Thursday, February 4, 2010

Rose-coloured reviews The Bagel House

Bagels are so often the default food of picky children, harried airport travellers, and breakfast-bar buffets, it's hard to believe that 25 years ago my dad had to drive across Hamilton to Switzer's so that my family could have them. And the kids at my tiny rural school, though not quite mocking, were fairly incredulous about my lunches of "bread doughnuts."

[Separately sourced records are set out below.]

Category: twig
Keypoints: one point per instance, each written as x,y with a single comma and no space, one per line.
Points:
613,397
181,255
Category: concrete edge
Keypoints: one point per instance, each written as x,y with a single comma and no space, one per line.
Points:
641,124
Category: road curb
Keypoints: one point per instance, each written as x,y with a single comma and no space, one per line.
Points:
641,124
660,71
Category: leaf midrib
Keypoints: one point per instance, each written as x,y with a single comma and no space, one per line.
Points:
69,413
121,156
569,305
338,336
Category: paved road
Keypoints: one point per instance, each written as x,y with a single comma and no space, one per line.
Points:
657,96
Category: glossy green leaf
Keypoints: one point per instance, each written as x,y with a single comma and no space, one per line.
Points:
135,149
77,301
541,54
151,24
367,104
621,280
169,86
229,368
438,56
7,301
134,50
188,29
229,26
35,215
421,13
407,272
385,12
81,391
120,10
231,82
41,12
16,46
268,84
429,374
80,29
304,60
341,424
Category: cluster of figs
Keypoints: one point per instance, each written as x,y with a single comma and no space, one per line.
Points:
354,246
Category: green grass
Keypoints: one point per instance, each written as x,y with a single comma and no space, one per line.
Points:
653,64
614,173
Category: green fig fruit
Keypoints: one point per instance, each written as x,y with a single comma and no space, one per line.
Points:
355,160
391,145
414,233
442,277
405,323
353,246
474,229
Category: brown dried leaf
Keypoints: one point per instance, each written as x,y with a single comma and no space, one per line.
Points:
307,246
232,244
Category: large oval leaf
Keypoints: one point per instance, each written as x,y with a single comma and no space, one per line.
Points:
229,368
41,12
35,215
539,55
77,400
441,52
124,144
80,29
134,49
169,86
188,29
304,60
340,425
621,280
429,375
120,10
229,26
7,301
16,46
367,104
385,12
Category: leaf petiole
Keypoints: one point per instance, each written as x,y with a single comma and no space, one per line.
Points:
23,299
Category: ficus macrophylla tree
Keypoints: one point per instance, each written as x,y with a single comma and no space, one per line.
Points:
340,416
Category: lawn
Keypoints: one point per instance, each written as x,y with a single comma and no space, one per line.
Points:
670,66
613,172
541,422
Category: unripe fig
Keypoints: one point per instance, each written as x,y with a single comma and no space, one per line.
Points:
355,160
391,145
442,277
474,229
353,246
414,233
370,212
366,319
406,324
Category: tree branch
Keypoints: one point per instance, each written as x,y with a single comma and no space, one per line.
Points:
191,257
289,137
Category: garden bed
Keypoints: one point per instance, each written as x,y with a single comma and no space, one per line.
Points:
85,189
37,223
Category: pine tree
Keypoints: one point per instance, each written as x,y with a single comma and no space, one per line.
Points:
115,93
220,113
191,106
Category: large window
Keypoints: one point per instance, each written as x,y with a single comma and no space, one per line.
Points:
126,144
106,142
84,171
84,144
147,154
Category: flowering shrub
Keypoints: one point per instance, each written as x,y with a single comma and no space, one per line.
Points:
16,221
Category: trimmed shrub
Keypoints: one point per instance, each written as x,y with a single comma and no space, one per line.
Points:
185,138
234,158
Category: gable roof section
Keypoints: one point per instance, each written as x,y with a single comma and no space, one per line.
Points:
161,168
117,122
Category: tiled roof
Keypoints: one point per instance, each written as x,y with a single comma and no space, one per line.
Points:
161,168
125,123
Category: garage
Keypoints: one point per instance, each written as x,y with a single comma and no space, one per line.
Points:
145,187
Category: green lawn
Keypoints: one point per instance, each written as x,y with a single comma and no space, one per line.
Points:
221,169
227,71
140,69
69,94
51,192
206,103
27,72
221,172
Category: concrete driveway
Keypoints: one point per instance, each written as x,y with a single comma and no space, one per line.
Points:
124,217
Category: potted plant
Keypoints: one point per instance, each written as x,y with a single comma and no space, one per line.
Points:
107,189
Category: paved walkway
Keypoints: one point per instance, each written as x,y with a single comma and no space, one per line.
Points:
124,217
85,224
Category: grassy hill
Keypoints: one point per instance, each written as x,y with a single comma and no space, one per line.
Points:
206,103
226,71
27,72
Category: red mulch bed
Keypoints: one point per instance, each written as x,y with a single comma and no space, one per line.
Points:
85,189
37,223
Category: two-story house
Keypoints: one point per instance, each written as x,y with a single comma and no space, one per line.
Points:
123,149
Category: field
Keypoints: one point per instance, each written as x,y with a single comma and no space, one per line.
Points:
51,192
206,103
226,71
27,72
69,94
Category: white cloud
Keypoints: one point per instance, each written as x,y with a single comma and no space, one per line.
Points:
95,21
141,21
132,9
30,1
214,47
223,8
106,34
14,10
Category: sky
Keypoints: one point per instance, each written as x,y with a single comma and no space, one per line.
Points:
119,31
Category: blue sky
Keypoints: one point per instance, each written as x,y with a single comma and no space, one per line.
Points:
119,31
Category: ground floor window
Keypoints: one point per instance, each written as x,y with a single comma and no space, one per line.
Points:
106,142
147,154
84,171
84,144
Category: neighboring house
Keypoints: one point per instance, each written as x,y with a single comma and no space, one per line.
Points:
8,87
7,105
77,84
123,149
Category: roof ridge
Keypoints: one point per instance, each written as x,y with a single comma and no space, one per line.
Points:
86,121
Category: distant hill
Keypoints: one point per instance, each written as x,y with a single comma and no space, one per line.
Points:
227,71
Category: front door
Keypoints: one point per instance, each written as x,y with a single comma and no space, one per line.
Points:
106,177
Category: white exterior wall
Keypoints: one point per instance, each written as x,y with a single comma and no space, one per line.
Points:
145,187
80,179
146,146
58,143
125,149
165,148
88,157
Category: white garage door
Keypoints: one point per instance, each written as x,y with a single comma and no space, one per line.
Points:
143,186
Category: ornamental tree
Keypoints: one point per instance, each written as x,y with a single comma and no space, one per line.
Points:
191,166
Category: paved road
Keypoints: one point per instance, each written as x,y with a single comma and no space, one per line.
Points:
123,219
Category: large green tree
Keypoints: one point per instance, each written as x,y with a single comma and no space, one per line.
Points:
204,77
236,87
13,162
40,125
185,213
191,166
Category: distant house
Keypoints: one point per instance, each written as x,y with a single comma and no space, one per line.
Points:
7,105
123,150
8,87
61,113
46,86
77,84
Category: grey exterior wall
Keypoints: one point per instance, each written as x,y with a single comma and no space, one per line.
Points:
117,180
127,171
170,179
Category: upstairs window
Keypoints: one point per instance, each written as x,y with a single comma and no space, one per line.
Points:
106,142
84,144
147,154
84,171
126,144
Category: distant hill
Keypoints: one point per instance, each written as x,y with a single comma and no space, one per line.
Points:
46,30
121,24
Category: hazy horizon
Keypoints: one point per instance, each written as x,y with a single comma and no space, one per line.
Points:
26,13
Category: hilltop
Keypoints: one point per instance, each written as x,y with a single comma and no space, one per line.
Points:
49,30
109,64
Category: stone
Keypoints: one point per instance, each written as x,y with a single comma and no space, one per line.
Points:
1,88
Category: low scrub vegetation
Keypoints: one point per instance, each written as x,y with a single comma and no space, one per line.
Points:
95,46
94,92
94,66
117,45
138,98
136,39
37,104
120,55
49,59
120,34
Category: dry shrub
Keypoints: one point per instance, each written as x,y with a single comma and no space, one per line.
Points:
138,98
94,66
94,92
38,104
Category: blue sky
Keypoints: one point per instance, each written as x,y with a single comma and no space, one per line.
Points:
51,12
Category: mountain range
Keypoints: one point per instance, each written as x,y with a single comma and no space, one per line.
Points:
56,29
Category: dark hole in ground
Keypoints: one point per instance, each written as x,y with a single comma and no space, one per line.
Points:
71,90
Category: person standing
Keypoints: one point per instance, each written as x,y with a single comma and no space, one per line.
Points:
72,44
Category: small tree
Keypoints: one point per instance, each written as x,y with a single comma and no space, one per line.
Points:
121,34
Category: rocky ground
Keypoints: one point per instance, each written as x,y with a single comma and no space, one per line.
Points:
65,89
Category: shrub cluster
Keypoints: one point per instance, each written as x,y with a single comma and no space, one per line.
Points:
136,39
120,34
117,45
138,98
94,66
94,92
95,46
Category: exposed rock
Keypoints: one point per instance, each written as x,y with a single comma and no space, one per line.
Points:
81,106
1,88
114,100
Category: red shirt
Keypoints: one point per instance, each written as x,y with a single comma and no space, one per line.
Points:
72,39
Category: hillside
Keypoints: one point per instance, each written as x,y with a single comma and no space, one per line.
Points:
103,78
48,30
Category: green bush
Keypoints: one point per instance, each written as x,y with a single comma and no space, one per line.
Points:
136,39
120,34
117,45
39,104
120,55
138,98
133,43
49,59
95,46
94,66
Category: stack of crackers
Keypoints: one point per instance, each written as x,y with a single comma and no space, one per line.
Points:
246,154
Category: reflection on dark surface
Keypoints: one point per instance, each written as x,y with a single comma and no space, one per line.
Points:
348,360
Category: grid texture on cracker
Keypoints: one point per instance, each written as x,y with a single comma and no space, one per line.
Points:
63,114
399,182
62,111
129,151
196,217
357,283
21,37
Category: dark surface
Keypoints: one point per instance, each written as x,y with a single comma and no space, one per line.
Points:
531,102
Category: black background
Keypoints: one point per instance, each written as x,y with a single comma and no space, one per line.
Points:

Those were "New-York style" bagels--puffy with a moist crust, denser than bread, still a lot like bread. I don't know if my New-York-born parents even realized there was another kind, and I don't really know if, when I moved to Montreal, I realized I was eating a sweeter (they're apparently boiled in honey water), less salty, denser smaller bagel--with a unique flavour that turned out to be smokiness from being baked in a wood oven. I knew they were a lot harder to cut for the toaster and that they had a wider hole, making it difficult to have a bagel sandwich or really any kind of tidy bagel topping. In the end, though, I also liked them better plain, untopped and untoasted, especially after I discovered Fairmont Bagels near the place I got my hair cut. There, you could buy just one bagel, just hot, and eat it as you walked across the mountain.

Montreal bagels are farther away from the dinner-roll pole, and closer to the soft street-vendor pretzel--I actually remember the Fairmont onion bagels having a bit of kosher salt mixed in with the onion bits--anyone else remember that?

*Anyway,* I'm not much of a bagel-eater on an everyday day--they're more a special-occasion food for breakfast out in a deli (could also be a problem that I don't have a toaster). But I searched out The Bagel House in pursuit of a treat for a bagel-loving comrade, and found it's delightful. The Bayview location (there's several, and I think they also stock a few grocery stores) is just a teeny store with a couple cramped tables, but you can watch a guy flipping bagels in and out of a huge wood-burning oven, the bagels are amazing and not *that* pricy, and you can get tonnes of Jewish pastries you don't see anywhere else. Hamantast in winter is a bit dissonent, it's good to know it's any option.

The first time I went, it was a Saturday morning, unusual for a Jewish bakery even to be open, but this one was packed (note: every time I've been in, the counter staff was exclusively Asian, and the bagel baker African Canadian, but obviously *someone* in the background there is Jewish). There was a lot of quick in-and-out trade--people carrying coffee beans and buying half-dozens with a pot of cream cheese, obviously on the way to a bagel rendez-vous. The tables were all taken up, though, with people (often with kids) eating toasted bagels with a variety of toppings (from Hungarian salami to chopped chicken-liver to a wide variety of fancy-schmancy cream-cheeses.

Which is what the bagel-lover and I did last weekend. We went on a Sunday afternoon, when most people are already safely brunching (but the lady in line in front of us had a bag of Starbucks beans) but there was a still a nice small crowd. I got the most expensive thing on the menu, the classic cream-cheese-n-lox for $5.99, and I was seduced by the "healthy" multigrain bagel. No idea if it was healthy, but it sure was wonderful. Here, look:

(I had to get in that first bite before I bothered getting out the camera.)

These are stellar Montreal-style bagels, crispy-crusted and chewy, with a good hit of sweetness. The cream cheese (just plain) was a bit runny and there was way too much of it, but every place ever over-applies cream cheese--perhaps it is the nature of that condiment. The lox was excellent--obviously out of a package (we could see it in the display case, Nanuk brand) but nicely salty and generously applied.

There are cheaper options--like, say, just a bagel with cream cheese for $2.99. I sampled my companion's onion-with-pesto-cream-cheese (green!) and it was stellar. You wouldn't think the sweet bagel would go so well with the savouries, but it does!

So, I'm recommending this place, is what I'm saying, to the Montreal-homesick and the carb addicted and, yes, the brunchers alike. It's awesome!

I don't know why they have samosas. We didn't try them.